06 Şubat 2012
İş yerinde gençlerden biri hamileydi ve doktora gitmişti, rapor alacaktı. Ondan bir mesaj gelince...
Banu:
Ay sen burda mısın? Ne
dedi doktor?
Fatoş:
İyi herşey dedi,
olumsuz bişey söylemedi ben de geldim.
Banu:
Yafrucuum, git evine,
yay dötünü, göbeeni kaşıya kaşıya yat, bak çok arayacan bu günleri.
Fatoş:
Dönüşü de çok zor
oluyormuş banu hn. 1 hafta daha evde geçirmek için geliyorum.
Banu:
Yaniiii, nerden
baktığına göre değişir, ben doğum izninden döndükten sonra uzunca bir süre
pazartesileri kendimi işe dar attım “ohhh, huzur” diye, bilmem annatabiliyo
muyum?

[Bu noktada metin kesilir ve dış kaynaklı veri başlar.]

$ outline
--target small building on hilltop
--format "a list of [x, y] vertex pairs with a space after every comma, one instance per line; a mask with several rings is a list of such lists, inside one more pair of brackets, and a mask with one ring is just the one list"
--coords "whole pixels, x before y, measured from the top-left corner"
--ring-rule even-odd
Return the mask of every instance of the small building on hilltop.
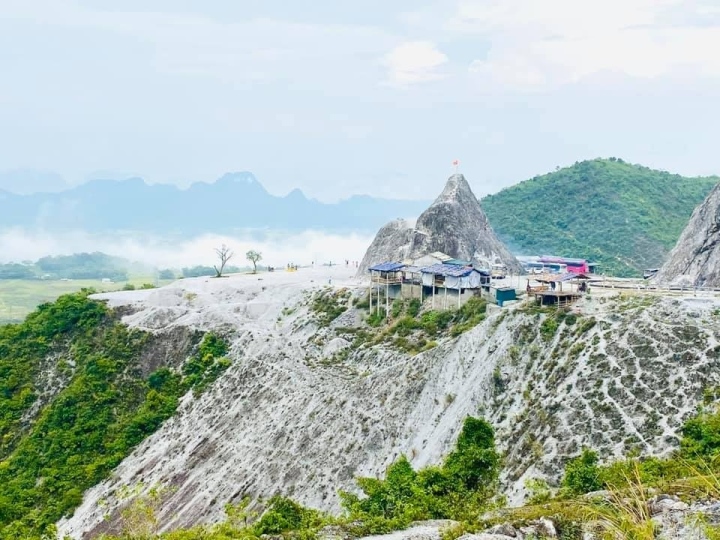
[[432, 266], [434, 264], [445, 264], [447, 261], [452, 261], [453, 259], [450, 255], [446, 255], [445, 253], [441, 251], [434, 251], [433, 253], [428, 253], [426, 255], [422, 255], [418, 257], [417, 259], [411, 259], [408, 261], [409, 264], [412, 264], [413, 266], [417, 266], [419, 268], [426, 268], [428, 266]]
[[531, 280], [528, 280], [527, 294], [534, 297], [540, 305], [567, 306], [590, 290], [588, 282], [591, 279], [588, 274], [583, 273], [543, 274], [532, 278], [540, 285], [531, 286]]
[[[435, 258], [435, 255], [432, 255]], [[432, 307], [460, 307], [468, 298], [480, 295], [490, 287], [490, 271], [436, 263], [420, 267], [404, 262], [384, 262], [371, 266], [370, 310], [390, 310], [397, 298], [417, 298], [421, 302], [432, 297]]]
[[[468, 298], [489, 287], [490, 274], [470, 266], [434, 264], [420, 270], [425, 297], [432, 297], [433, 308], [460, 307]], [[436, 297], [440, 297], [436, 300]]]

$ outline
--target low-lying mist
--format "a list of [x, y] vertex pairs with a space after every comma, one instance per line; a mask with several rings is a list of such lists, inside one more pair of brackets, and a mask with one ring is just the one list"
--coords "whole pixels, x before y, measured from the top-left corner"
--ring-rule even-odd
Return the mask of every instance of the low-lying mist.
[[193, 238], [158, 237], [143, 233], [93, 234], [10, 229], [0, 232], [0, 263], [35, 261], [48, 255], [100, 251], [156, 268], [212, 265], [215, 248], [226, 244], [235, 252], [231, 264], [248, 264], [245, 253], [262, 254], [261, 265], [305, 265], [315, 262], [359, 261], [372, 236], [320, 231], [284, 232], [247, 230], [232, 235], [205, 234]]

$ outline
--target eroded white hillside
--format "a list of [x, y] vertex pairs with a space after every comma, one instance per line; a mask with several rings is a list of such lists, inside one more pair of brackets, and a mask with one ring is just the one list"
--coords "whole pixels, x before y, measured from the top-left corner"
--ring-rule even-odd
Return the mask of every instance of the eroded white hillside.
[[[556, 479], [582, 445], [666, 451], [703, 388], [719, 382], [714, 305], [692, 298], [593, 297], [552, 332], [547, 314], [506, 308], [416, 356], [389, 346], [338, 355], [347, 342], [313, 323], [308, 303], [323, 287], [359, 294], [350, 274], [301, 269], [105, 295], [129, 306], [133, 326], [225, 333], [233, 364], [89, 490], [61, 533], [112, 529], [121, 488], [138, 483], [170, 488], [164, 529], [219, 520], [245, 495], [337, 510], [338, 489], [382, 474], [401, 453], [416, 466], [439, 461], [467, 415], [496, 426], [518, 500], [526, 478]], [[359, 321], [350, 309], [333, 324]]]

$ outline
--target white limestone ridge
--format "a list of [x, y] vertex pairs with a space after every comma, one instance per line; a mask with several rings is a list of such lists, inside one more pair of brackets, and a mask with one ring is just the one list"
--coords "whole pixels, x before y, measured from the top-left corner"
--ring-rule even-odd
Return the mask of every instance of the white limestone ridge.
[[[282, 493], [339, 510], [353, 477], [382, 475], [400, 454], [438, 463], [468, 415], [496, 428], [510, 501], [525, 481], [557, 482], [583, 446], [604, 456], [662, 454], [706, 386], [720, 384], [713, 300], [615, 300], [593, 293], [573, 324], [541, 335], [547, 314], [497, 309], [458, 338], [416, 356], [391, 345], [350, 347], [334, 327], [359, 324], [349, 307], [331, 327], [313, 321], [325, 287], [365, 293], [345, 267], [262, 276], [185, 279], [148, 291], [100, 295], [124, 322], [177, 339], [213, 330], [231, 343], [231, 366], [200, 397], [142, 442], [112, 476], [84, 494], [60, 537], [94, 538], [117, 527], [140, 494], [170, 488], [162, 530], [216, 522], [224, 505]], [[332, 281], [332, 285], [329, 281]], [[347, 355], [337, 355], [346, 349]], [[125, 487], [131, 489], [124, 489]]]
[[435, 251], [485, 267], [502, 263], [511, 272], [520, 270], [517, 259], [490, 227], [462, 174], [448, 179], [440, 196], [420, 215], [414, 227], [404, 220], [382, 227], [365, 253], [358, 275], [374, 264], [415, 259]]
[[695, 208], [655, 282], [720, 287], [720, 184]]

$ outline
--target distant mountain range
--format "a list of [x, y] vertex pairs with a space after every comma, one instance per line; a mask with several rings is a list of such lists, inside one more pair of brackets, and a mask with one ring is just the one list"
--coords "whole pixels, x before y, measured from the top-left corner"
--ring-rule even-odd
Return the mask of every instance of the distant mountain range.
[[482, 199], [515, 253], [581, 257], [600, 272], [641, 275], [659, 267], [720, 178], [687, 178], [594, 159], [536, 176]]
[[180, 234], [247, 228], [374, 232], [391, 219], [419, 215], [428, 204], [365, 195], [327, 204], [297, 189], [277, 197], [249, 172], [226, 174], [212, 184], [195, 183], [187, 189], [150, 185], [140, 178], [92, 180], [58, 193], [0, 190], [0, 228]]

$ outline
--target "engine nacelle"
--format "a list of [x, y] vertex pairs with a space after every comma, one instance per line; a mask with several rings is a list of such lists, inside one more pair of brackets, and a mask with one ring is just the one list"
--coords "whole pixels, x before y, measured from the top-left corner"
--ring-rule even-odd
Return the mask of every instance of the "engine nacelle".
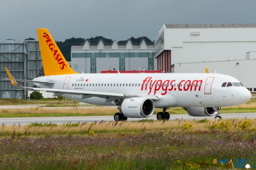
[[133, 98], [125, 99], [121, 105], [123, 115], [130, 118], [151, 116], [154, 113], [155, 104], [153, 100], [145, 98]]
[[188, 114], [194, 116], [214, 116], [220, 109], [220, 107], [185, 107]]

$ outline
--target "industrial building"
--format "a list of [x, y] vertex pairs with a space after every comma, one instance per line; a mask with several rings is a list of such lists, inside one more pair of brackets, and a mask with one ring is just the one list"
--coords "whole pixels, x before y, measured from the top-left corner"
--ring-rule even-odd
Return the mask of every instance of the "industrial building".
[[[32, 80], [43, 74], [38, 42], [35, 40], [0, 41], [0, 98], [26, 98], [27, 92], [12, 85], [5, 67], [17, 79]], [[20, 82], [31, 86], [31, 83]]]
[[130, 40], [125, 44], [114, 40], [106, 44], [100, 40], [96, 44], [86, 40], [83, 46], [71, 47], [72, 68], [79, 73], [100, 73], [102, 70], [153, 70], [154, 44], [142, 40], [138, 44]]
[[256, 24], [164, 25], [154, 42], [156, 69], [165, 72], [180, 63], [253, 59]]

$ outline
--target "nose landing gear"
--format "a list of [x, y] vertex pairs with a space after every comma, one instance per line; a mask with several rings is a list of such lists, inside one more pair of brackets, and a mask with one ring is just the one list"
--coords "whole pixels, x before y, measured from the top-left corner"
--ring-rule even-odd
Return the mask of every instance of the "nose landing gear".
[[222, 117], [221, 117], [221, 116], [219, 116], [219, 114], [220, 114], [220, 109], [221, 108], [221, 107], [216, 107], [216, 111], [217, 112], [217, 113], [216, 114], [216, 116], [215, 116], [215, 117], [214, 117], [215, 119], [216, 119], [216, 118], [218, 119], [222, 119]]
[[166, 119], [168, 120], [170, 119], [170, 114], [168, 112], [166, 112], [167, 109], [166, 108], [163, 108], [163, 112], [159, 112], [156, 115], [157, 120]]

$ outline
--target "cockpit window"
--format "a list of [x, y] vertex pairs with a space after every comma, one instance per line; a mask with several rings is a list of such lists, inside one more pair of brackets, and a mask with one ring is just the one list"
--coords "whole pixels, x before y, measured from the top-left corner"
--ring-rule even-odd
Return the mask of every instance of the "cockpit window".
[[232, 82], [232, 84], [233, 84], [233, 86], [236, 86], [237, 87], [239, 87], [241, 86], [241, 84], [240, 84], [239, 83]]
[[231, 82], [229, 82], [228, 83], [228, 84], [227, 84], [227, 87], [230, 87], [230, 86], [232, 86], [232, 83]]
[[222, 85], [221, 85], [221, 87], [225, 87], [226, 84], [227, 84], [227, 82], [225, 82], [225, 83], [223, 83]]

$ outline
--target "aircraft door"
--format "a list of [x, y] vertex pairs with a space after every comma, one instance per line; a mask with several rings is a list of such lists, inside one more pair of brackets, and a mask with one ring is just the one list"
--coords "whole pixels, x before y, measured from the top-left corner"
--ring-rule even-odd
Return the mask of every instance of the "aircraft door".
[[214, 79], [214, 77], [207, 77], [204, 85], [204, 94], [211, 94], [211, 85], [213, 82], [213, 79]]
[[70, 77], [66, 77], [63, 82], [63, 89], [66, 90], [68, 90], [68, 85], [69, 80], [71, 79]]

Bu “bebeğimden ayrılamam” hikayesinin, “böyle demezsem çocuğuna düşkün
anne olmam” vehmi ile sarfedilen bi söz olduğunu düşünüyorum. Yani bebeğini
sevmek ayrı (çok seviliyo çoook, öyle böyle değil), kendini paralama sınırı
ayrı. Bunları, kendini kaybetme diye söylüyorum... Sen de insansın, insan çocuk
doğurunca birden ayrı bi yaratığa dönüşmüyor.
Fatoş:
Doğru söylüyorsunuz
banu hn. ama bilemiyorum işte. Bir başkasıyla konuşunca da daha farklı şeyler
söylüyor. Bir de hamilelik beni çok fazla zorlamadı sanırım. %90 iyi geçirdim.
Tüm bunların sonunda
gelmek daha iyi bir fikirmiş gibi geldi. Belki dediğiniz gibi evden kaçacak yer
arıcam ilerde, bilemiyorum ki şimdiden.
Banu:
Zaten neticede (deminki
mesajın sonuna bunu yazacaktım ama unutmuşum), kimsenin hiç bi dediğine kulak
asma, için nasıl rahat ediyorsa onu yap.
Fatoş:
Tamam banu hn. teşekkür
ederim. Düşünceleriniz önemli tabii ki benim için.